Сэддик снова посмотрел на рассыпанные перед ним предметы. Он протянул руку к одному из них – мотку из бечевки и перьев, – но тут же отдернул ее.

– Игрушки, – прошептал он. – Это игрушки.

Капитан встал и отошел. Бадаль встретилась с ним взглядом, и в его темных глазах читался ужас. Пришло осознание: да, вот что мы утратили.

– Спасибо, капитан, – тихо произнесла она. – Мы пойдем. Только… попозже. Можно?

Тот кивнул и отвел взрослых в сторону. Никто не произнес ни слова, хотя было ясно, что они ничего не поняли и что у них много вопросов.

Бадаль опустилась на колени напротив Сэддика. Она беспомощно смотрела на разложенные предметы. Я… я не помню.

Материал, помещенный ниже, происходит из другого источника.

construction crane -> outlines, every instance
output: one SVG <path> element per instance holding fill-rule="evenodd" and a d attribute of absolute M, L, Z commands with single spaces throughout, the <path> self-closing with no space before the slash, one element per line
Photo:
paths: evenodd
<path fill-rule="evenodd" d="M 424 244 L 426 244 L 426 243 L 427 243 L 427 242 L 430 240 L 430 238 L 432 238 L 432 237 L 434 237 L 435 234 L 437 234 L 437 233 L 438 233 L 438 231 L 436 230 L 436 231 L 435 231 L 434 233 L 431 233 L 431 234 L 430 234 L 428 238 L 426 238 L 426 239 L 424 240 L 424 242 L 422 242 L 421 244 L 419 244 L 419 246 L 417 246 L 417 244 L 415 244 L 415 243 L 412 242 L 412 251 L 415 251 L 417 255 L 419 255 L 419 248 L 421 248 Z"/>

И все же она взяла в руку яблоко от кинжала или меча, поглядела на Сэддика, а тот приглашающе кивнул.

Рутан стоял в тридцати шагах и смотрел. Было жарко, но пот высыхал мгновенно, не успевая выступить. В нескольких коротких, жестких словах он объяснил своему единственному собеседнику – адъюнкту, – что сейчас произошло.

Оба довольно долго молчали.

Несправедливо. За свою чересчур длинную жизнь Рутан повидал немало преступлений… но это превосходит все прочие. Выражение ее лица. Взгляд мальчика, когда он узнал. Коллекция безделушек, что он носит как сокровище, – и разве это не сокровище?

– Мы говорили об убийстве богов, – произнес он наконец, утирая рукой глаза, – с непонятным вызовом, почти бесстыдством. И что они нам показали? Адъюнкт, кем мы становимся, убив невинность?

Тавор хрипло вздохнула.

– Они получат по заслугам.

По положению ее плеч Рутан понял, что Тавор взвалила на себя новый груз; по движению головы узнал невероятную храбрость, нежелание отводить взгляд. От двух детей, пытающихся вспомнить, что такое игра. Адъюнкт, прошу вас, не надо. Вы не вынесете больше…

Сзади послышался шорох, и они оба обернулись.

За их спинами стоял т’лан имасс. Рутан Гудд хмыкнул.

– Один из наших дезертиров.

– Ном Кала, – произнес скелет. – Теперь мы в услужении у Падшего, Старший.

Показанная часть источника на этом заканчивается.